Der griechische Außenminister Nikos Kotzias stattet am heutigen Montag und am morgigen Dienstag Albanien einen offiziellen Besuch ab. Ziel ist ein Ausbau der Beziehungen zum nördlichen Nachbarland. Gleichzeitig soll ein im Jahre 1996 unterzeichnetes Freundschaftsabkommen erneuert werden.
Im Vorfeld wurde der Besuch allerdings durch Äußerungen verschiedener albanischer Politiker überschattet. So hatte Ministerpräsidenten Edi Rama während eines Kongresses seiner Sozialistischen Partei (PS) u. a. die Existenz einer sogenannten „Çamen-Frage“ aufgeworfen. Ähnliche Äußerungen hatte in der vorigen Woche auch Außenminister Ditmir Bushati in einem Fernsehinterview gemacht. Die griechische Seite vertritt die Ansicht, dass ein derartiges Thema nicht existent ist. Jeder Bezug dazu würde „die historische Realität entstellen“.
In einer Mitteilung des griechischen Außenministeriums heißt es: „Die albanische Seite muss begreifen, dass ihr europäischer Kurs von der Durchsetzung der fünf Prinzipien der EU abhängt, darunter fällt auch der Respekt vor der Rechtsstaatlichkeit“. Tirana sei dazu angehalten, „Gerichtsentscheidungen über Kriegsverbrechen zu respektieren“.
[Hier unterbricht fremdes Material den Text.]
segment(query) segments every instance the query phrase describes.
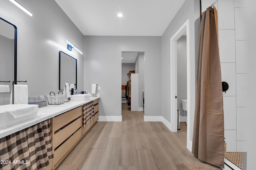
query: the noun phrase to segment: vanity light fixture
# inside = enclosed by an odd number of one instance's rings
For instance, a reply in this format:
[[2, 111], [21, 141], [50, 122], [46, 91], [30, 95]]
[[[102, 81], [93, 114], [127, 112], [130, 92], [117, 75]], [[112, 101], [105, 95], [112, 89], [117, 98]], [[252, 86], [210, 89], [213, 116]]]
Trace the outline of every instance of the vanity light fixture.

Die Çamen (griechisch: Tsamides) siedelten sich im Mittelalter im Epirus an, der sich über das heutige Nordwestgriechenland und Südalbanien erstreckt. Während des II. Weltkrieges kollaborierte ein Teil dieser Bevölkerungsgruppe auf griechischem Territorium mit den italienischen und deutschen Besatzern. 1944 wurde ein Großteil von ihnen nach Albanien vertrieben.
Athen vertritt die Auffassung, dass diese Bevölkerungsgruppe während des zweiten Weltkrieges auf der Seite der Achsenmächte (Deutschland, Italien und Japan) stand. Offiziell heißt es, sie hätten schließlich „aus eigenem Willen in einer Gruppe den Epirus definitiv verlassen, indem sie den feindlichen Streitkräfte gefolgt sind“.
Am heutigen Montag wird sich Kotzias in Tirana mit seinem albanischen Amtskollegen Bushati treffen. Sie werden anschließend ein Statement gegenüber der Presse abgeben. Weitere Unterredungen stehen mit den albanischen Präsidenten Bujar Nishani sowie dem griechisch-orthodoxen Erzbischof von Tirana, Durrës und ganz Albanien, Anastasios, auf dem Programm.
Am Dienstag wird der Gast aus Griechenland eine Rede an der Universität Tirana halten. Dabei geht es um „Die Bedeutung der griechisch-albanischen Beziehungen für die europäische Zukunft der Region“. Anschließend wird sich Kotzias mit dem Vorsitzenden der oppositionellen Demokratischen Partei (PD) Lulzim Basha sowie mit Vertretern der griechischen Minderheit des Landes treffen. Es ist der zweite Besuch von Kotzias in Tirana innerhalb eines Jahres. Sein Amtskollege Bushati hatte bereits im März Athen einen offiziellen Besuch abgestattet.
(Griechenland Zeitung / eh)
Unser Archivfoto (© Eurokinissi) zeigt Außenminister Nikos Kotzias (l.) am 16. Juli 2015 während eines damaligen Besuches in Tirana.